I purchased my compact today and went straight to the range. 
Again, what a pistol Beretta makes!
Shipwreck you were right about this gun.
Does anyone know if Beretta made factory rubber grips for this handgun?


----------



## sgms (Jun 2, 2010)

Yes they carry rubber grips at Berettausa.com in their grip section.


----------



## firemanjones (Nov 13, 2011)

I see they have them for the 92 FS but not the Compact.


----------



## berettatoter (Sep 1, 2011)

Spectacular choice!:smt1099


----------



## recoilguy (Apr 30, 2009)

Enjoy the new weapon..Be safe

RCG


----------



## denner (Jun 3, 2011)

firemanjones said:


> I see they have them for the 92 FS but not the Compact.


Hopefully Shipwreck will chime in, but on his "wheel of beretta's" it looks like his compact's are sporting rubber Hougue grip panels.

Here's some, looks like a great price as well: http://www.amazon.com/Hogue-Rubber-Beretta-Compact-Panels/dp/B0002ILQKI


----------



## cougartex (Jan 2, 2010)

Beretta rubber grips for 92FS Compact L.

Beretta 92 / 96 Compact Rubber Grip Set: MGW


----------



## Shipwreck (Jan 26, 2006)

I have two compact berettas, and I just googled "rubber compact beretta grips" or "hogue compact beretta grips."

Very easy to find.

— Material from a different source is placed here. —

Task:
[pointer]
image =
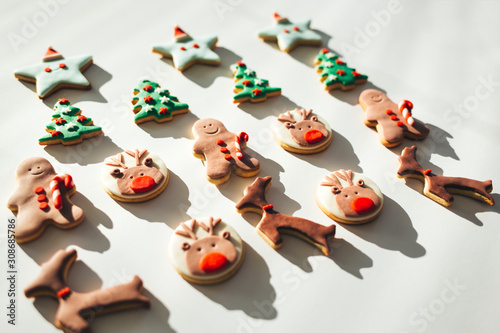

I believe I bought mine from a vendor on Amazon. They have them on the Hogue website too.


----------



## firemanjones (Nov 13, 2011)

Thanks guys, I have them on the way.


----------



## firemanjones (Nov 13, 2011)

Thanks CougarTex, I went with the Tridents. Received them and installed them this evening. Can't wait to see the difference.


----------



## Shipwreck (Jan 26, 2006)

U da man


----------